The Expo Forum is a convention center and arena complex located in Hermosillo, Sonora, Mexico. It was built in 2004.

It was chosen to host the inaugural Sonora Rock Fest in 2025.

==Buildings==
The complex comprises three buildings:

The Recinto Ferial y de Exposiciones is an exhibit hall with 7,120 square meters (76,640 square feet) of exhibit space, which can be divided into two smaller exhibit halls. It is used for trade shows, conventions and meetings seating up to 8,000, banquets and other special events. There is a 5382 sqft main entrance as well as a 3445 sqft kitchen.

The Salon Venetto contains a 13993 sqft ballroom that can be used for banquets, meetings, receptions, quinceneras, and other special events. There is also a 150-square-meter (1,615 square feet) conference room. It has a 750 sqft kitchen.
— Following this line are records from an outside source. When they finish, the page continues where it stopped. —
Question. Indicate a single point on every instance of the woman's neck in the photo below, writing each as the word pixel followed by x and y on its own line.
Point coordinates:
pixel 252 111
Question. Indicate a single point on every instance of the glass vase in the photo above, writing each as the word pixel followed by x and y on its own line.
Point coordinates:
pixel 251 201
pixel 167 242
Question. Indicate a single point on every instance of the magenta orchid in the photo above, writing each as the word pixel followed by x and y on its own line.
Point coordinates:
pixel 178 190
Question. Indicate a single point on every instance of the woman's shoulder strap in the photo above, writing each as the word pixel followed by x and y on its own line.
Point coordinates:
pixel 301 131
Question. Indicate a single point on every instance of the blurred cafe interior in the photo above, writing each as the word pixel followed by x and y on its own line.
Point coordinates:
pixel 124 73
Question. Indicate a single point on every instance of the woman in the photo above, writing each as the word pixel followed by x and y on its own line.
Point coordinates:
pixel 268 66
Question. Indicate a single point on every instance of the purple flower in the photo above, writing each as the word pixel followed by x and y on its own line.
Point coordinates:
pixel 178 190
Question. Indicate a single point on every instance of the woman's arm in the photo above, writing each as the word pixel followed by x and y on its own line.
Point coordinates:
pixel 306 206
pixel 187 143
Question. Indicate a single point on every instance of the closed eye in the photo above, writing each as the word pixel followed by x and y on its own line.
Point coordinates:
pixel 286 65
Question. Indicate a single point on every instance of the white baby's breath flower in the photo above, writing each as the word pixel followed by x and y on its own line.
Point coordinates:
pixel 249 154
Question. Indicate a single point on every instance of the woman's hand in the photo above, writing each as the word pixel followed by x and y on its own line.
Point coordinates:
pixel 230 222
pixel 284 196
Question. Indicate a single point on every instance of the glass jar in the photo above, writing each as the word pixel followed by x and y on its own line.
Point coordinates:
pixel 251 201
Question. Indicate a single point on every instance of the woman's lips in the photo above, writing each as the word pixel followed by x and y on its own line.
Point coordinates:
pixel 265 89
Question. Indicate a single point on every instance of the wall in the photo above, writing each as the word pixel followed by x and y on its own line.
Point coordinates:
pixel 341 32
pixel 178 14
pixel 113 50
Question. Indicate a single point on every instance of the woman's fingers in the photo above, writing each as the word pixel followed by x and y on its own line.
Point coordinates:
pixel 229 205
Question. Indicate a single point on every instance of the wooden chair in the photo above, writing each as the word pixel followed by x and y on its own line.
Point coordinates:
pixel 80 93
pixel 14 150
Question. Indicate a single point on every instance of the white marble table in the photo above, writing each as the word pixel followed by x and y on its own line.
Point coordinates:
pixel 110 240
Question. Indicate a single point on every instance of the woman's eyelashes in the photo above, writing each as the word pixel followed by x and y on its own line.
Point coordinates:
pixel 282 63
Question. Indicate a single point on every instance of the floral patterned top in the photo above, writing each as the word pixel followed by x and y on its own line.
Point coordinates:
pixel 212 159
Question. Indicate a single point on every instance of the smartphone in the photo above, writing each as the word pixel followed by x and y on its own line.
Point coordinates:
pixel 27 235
The Foro de Conciertos y Espectaculos is a 10,807-seat indoor arena which was built to bring major concerts to Hermosillo. The 13,975-square-meter (150,428 square foot) venue can also accommodate trade shows, conventions, religious crusades, and with portable stands, sporting events including basketball, lucha libre, boxing and wrestling. Since its opening the Foro de Conciertos y Espectaculos has welcomed such performers as Banda el Recodo, Gloria Trevi, Pedro Fernández, Pepe Aguilar, Lupita D'Alessio, Intocable, Alicia Villarreal, Joan Sebastian, Paulina Rubio, Mana and many others.